Ultimately, however, it became too exhausting, and perhaps as I suggested before I do have my own horror stories I could tell, and many of them were unfolding during the time I was lending my ear to all of these other people in need. And of course, there were the predatory psychos I had to fight off all the time, that is, the man-sharks circling our easy-target makeup counters, asking us constantly for phone numbers or if we’d like a foot rub. And some of my other co-workers were less than idyllic to deal with. Let’s just say that many stereotypes about cosmetics salespeople are spot-on. Shocking, I know.

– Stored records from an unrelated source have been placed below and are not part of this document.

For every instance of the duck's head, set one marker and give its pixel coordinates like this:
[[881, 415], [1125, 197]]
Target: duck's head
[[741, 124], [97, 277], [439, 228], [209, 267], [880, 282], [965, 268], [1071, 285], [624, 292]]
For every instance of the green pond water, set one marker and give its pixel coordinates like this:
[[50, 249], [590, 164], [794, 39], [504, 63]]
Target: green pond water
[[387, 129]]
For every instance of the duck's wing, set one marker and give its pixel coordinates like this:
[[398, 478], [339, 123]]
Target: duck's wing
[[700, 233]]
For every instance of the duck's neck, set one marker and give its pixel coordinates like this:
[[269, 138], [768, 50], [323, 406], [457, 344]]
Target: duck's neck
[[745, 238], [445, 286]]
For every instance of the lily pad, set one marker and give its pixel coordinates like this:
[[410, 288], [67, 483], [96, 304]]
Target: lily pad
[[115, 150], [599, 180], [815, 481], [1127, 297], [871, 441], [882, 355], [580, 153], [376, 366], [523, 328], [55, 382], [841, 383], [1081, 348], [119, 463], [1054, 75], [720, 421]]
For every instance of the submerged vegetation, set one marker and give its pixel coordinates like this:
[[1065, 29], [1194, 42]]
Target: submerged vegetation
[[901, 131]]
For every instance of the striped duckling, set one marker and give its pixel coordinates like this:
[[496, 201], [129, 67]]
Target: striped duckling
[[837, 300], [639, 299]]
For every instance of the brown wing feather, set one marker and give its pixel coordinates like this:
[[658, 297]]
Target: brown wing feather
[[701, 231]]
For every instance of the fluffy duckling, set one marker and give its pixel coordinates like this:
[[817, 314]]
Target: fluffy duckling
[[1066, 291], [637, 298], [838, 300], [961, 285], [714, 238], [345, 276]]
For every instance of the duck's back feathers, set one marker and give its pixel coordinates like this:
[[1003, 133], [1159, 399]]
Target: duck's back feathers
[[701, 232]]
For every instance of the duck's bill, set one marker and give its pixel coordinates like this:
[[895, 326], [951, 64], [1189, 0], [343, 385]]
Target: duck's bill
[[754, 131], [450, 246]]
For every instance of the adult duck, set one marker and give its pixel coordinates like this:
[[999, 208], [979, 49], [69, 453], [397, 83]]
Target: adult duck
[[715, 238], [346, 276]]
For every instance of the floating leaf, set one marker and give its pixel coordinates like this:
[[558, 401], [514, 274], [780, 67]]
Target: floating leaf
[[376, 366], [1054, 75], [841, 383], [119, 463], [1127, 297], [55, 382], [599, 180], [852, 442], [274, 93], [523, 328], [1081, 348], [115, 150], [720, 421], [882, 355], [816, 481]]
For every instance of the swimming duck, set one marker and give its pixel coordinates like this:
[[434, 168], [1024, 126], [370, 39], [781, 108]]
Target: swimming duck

Being a little older now and looking back on these experiences, I do feel proud that I was able to conduct myself in these ways when a challenge, to put it lightly, presented itself. Frankly I do not see how I was able to take much of the abuse I was dealt by the customers who apparently woke up in the morning just to make my life hell that day. I was just one poor girl trying to feed herself but ended up hearing stories—so many horror stories—from an endless stream of women, strangers, some of who drifted back off into the ether and some of whom returned to get the same gratification again and again, needing attention from an overwhelmed young woman who was desperately trying to make a living while still caring about the individual. It just reaffirms that everyone does in fact have a story, and too often they are bad. Is it we women who put ourselves in these situations? Do we just love to punish ourselves and each other? I can’t imagine that’s always the case; often when I would be able to break through that initial salesperson/customer barrier, most of the time, my customers became faucets, and I found out far more from my customer than a 15 dollar lipstick warranted. Especially on three percent commission.
We women need to give each other a mother fucking break. I won’t try to sell you the snake oil—in any capacity—if you don’t think of me as your enemy before I have a chance to speak. We do pit ourselves up against each other, don’t we? And with all of these horror stories we can try to one-up each other with, can’t we use as many friends and allies as we can get our hands on?